White refrained from speculating on the Chinese military’s motivations.

“I’m going to have you ask the Chinese about their motivations. But it’s serious, and we take it seriously, and it’s why we demarched them,” she said.

CNN first reported Thursday that Chinese personnel were using the lasers to interfere with U.S. military aircraft on separate occasions.

A notice to airmen issued by the U.S. noted that during one incident, there were two minor eye injuries of aircrew flying in a C-130 that resulted from exposure to military-grade laser beams originating from the nearby Chinese base.

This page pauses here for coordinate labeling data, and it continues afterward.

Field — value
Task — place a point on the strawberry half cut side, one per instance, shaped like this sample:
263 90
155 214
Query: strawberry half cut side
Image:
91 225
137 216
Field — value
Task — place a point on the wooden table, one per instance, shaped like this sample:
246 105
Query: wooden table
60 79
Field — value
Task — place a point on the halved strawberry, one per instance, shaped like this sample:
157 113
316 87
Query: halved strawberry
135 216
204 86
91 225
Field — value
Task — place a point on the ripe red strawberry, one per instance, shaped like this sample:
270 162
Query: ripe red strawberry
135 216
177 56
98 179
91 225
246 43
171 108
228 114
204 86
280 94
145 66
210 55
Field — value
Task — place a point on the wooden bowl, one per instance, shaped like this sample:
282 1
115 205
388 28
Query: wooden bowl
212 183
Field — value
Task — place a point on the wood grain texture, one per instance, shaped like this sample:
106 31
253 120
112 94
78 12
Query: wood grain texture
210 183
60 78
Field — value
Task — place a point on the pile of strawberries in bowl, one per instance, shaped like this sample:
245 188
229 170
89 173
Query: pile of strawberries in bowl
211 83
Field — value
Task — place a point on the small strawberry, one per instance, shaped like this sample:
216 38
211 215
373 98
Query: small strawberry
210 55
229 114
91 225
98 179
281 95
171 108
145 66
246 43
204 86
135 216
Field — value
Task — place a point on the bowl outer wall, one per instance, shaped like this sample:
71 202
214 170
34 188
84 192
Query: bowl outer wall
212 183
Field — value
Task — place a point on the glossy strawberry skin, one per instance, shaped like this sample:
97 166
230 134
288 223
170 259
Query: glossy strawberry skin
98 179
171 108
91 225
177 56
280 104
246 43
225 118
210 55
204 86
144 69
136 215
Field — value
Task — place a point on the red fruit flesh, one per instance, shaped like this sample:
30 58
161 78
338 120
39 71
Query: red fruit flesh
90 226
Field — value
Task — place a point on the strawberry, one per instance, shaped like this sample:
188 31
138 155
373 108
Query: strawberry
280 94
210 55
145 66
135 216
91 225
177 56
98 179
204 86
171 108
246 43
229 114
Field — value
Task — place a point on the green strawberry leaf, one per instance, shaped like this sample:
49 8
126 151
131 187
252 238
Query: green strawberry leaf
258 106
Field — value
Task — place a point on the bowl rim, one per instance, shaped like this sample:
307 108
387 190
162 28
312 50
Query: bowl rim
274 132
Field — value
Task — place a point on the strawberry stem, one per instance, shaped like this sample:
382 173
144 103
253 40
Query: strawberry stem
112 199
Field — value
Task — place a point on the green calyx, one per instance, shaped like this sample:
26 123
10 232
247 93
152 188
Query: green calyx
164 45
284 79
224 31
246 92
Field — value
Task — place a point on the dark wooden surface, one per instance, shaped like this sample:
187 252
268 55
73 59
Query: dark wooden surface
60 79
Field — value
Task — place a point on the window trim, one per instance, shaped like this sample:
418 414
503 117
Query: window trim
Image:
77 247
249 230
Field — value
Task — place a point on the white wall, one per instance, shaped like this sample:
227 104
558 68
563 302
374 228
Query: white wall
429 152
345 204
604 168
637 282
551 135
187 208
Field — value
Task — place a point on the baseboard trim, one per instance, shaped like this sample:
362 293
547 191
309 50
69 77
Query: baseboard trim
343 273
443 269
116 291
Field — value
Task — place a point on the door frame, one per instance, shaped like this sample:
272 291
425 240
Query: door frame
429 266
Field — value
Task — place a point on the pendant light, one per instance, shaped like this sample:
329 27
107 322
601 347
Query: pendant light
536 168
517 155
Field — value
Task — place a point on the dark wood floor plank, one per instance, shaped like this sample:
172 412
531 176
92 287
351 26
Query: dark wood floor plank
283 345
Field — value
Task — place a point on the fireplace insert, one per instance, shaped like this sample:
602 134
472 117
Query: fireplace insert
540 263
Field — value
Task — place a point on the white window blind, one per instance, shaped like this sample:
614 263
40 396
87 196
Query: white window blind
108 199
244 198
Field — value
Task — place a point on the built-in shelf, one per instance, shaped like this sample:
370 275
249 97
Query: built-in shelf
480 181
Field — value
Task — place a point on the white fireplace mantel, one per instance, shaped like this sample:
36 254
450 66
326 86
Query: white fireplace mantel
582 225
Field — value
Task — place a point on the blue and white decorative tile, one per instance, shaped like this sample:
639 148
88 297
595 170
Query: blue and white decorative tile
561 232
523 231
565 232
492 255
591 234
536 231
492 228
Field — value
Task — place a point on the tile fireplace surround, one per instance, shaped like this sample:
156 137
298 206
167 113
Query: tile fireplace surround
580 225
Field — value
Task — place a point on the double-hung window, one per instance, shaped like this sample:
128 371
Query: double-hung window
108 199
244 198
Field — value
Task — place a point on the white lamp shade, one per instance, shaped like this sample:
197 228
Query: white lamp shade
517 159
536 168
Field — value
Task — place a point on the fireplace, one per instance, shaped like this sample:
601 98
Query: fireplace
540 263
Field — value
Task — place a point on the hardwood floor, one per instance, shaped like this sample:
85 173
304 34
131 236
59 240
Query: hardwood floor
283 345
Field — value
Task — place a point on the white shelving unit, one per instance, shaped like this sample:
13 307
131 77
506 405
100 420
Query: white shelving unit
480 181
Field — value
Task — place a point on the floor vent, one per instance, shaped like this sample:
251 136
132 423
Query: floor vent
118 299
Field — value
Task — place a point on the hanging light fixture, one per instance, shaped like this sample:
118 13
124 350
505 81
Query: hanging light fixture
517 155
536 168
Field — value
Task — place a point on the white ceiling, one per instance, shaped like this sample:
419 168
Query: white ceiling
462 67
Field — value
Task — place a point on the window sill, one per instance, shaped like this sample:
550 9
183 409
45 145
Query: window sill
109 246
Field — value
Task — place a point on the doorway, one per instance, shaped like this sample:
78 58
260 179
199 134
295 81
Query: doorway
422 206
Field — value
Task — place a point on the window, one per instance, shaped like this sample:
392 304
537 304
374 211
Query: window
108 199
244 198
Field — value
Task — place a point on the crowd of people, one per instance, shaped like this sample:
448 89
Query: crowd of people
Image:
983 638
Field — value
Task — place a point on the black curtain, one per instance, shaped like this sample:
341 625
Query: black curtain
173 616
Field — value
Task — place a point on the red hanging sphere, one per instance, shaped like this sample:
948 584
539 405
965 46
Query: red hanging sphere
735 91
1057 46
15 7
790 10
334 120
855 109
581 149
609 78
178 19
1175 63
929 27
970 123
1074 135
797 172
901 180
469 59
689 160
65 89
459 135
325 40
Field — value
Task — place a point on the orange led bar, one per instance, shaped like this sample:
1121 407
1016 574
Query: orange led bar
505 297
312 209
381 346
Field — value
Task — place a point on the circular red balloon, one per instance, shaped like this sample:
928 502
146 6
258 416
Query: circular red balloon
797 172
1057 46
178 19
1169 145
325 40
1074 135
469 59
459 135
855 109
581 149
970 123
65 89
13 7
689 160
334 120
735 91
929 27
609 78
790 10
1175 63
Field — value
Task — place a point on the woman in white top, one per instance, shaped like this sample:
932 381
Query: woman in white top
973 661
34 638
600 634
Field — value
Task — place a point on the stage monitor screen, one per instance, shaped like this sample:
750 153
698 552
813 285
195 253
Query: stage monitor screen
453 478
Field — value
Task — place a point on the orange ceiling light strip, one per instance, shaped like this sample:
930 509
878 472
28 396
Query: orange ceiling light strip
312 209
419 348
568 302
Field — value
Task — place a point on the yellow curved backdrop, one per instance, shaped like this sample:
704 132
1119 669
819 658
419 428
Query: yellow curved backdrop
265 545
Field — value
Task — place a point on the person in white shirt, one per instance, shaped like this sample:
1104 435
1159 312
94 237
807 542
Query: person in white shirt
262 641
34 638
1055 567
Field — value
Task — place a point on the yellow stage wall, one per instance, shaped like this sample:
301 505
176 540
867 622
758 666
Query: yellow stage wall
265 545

The U.S. has about 4,000 personnel in Djibouti, due to its strategic location near terrorist hotspots Somalia and Yemen.

China formally established its first overseas military base in Djibouti last year, within sight of the U.S.’s military base.

Commander of U.S. Africa Command Gen. Thomas Waldhauser told Congress this year that the U.S. is “taking significant steps on the counterintelligence side so that we have all the defenses that we need there, there is no doubt about that.”